Self-Adversarial Negative Sampling is a technique used in natural language processing to improve the efficiency of negative sampling in methods like word embeddings and knowledge graph embeddings. Negative sampling is a process that involves the sampling of negative triplets that are false in order to provide meaningful information during training. However, traditional negative sampling samples negatives uniformly, which leads to inefficiencies since many samples are blatantly false. This is where self-adversarial negative sampling comes in.
The Problem with Traditional Negative Sampling
Traditional negative sampling has its issues, one of which is inefficiency. When negative triplets are sampled uniformly, a lot of them are obviously false during the training process. This leads to a lack of meaningful information being provided. It is also worth noting that inefficiency can cause training to be slower due to the algorithm having to sift through countless samples that provide no useful information.
What is Self-Adversarial Negative Sampling?

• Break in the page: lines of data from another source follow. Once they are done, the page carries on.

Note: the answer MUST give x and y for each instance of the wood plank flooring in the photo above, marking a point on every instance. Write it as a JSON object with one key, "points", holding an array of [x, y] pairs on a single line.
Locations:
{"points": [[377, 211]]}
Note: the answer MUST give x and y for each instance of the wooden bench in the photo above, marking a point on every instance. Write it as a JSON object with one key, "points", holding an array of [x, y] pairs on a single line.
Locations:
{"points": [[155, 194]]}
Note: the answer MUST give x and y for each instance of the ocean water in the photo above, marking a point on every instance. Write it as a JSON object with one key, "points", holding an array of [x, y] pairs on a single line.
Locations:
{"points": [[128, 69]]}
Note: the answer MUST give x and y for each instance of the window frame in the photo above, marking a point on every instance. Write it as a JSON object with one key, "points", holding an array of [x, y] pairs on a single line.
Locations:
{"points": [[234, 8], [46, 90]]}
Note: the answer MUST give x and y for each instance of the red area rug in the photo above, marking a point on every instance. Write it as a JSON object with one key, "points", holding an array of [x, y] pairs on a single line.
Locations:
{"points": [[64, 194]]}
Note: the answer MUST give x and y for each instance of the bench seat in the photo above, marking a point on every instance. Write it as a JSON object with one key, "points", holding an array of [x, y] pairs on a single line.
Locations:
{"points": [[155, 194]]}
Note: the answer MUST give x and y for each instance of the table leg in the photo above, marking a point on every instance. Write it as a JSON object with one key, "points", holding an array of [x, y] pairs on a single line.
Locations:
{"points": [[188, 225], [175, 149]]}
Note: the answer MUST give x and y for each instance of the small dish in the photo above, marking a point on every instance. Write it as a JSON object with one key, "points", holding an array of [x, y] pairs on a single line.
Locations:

Self-adversarial negative sampling is a technique that allows negative triplets to be sampled according to the current embedding model. Essentially, it allows for negative triplets to be chosen in a way that is directly influenced by the current state of the model. As such, the negative triplets chosen will have a higher likelihood of providing meaningful information during training.
How Self-Adversarial Negative Sampling Works
In self-adversarial negative sampling, the negative triplets are sampled from a distribution that takes into account the current state of the model. This distribution can be calculated as follows:
$$ p\left(h^{'}\_{j}, r, t^{'}\_{j} | \text{set}\left(h\_{i}, r\_{i}, t\_{i} \right) \right) = \frac{\exp\alpha{f}\_{r}\left(\mathbf{h}^{'}\_{j}, \mathbf{t}^{'}\_{j}\right)}{\sum\_{i=1}\exp\alpha{f}\_{r}\left(\mathbf{h}^{'}\_{i}, \mathbf{t}^{'}\_{i}\right)} $$
Here, the sampling temperature is represented by the variable $\alpha$. Essentially, the higher the value of $\alpha$, the more the model will prioritize sampling negative triplets with a higher likelihood of being true. Moreover, the above probability distribution can be treated as the weight of the negative sample since the sampling procedure may be costly.
The final negative sampling loss with self-adversarial training can be represented as follows:
$$ L = −\log\sigma\left(\gamma − d\_{r}\left(\mathbf{h}, \mathbf{t}\right)\right) − \sum^{n}\_{i=1}p\left(h^{'}\_{i}, r, t^{'}\_{i}\right)\log\sigma\left(d\_{r}\left(\mathbf{h}^{'}\_{i}, \mathbf{t}^{'}\_{i}\right) - \gamma\right) $$
Here, $\gamma$ represents the margin, $\sigma$ represents the sigmoid function, and $\left(\mathbf{h}^{'}\_{i}, r, \mathbf{t}^{'}\_{i}\right)$ represents the $i$-th negative triplet. Essentially, the loss function takes into account the weights of the negative samples obtained from the probability distribution mentioned earlier.
Final Thoughts
Self-adversarial negative sampling is a useful technique that can greatly improve negative sampling efficiency in natural language processing models. The key takeaway is that by sampling negative triplets based on the current state of the model, meaningful information can be provided even during later stages of training when most uniform samples are obviously false. Additionally, with the use of a probability distribution and temperature, the sampling process can be optimized to prioritize more reliable negative triplets.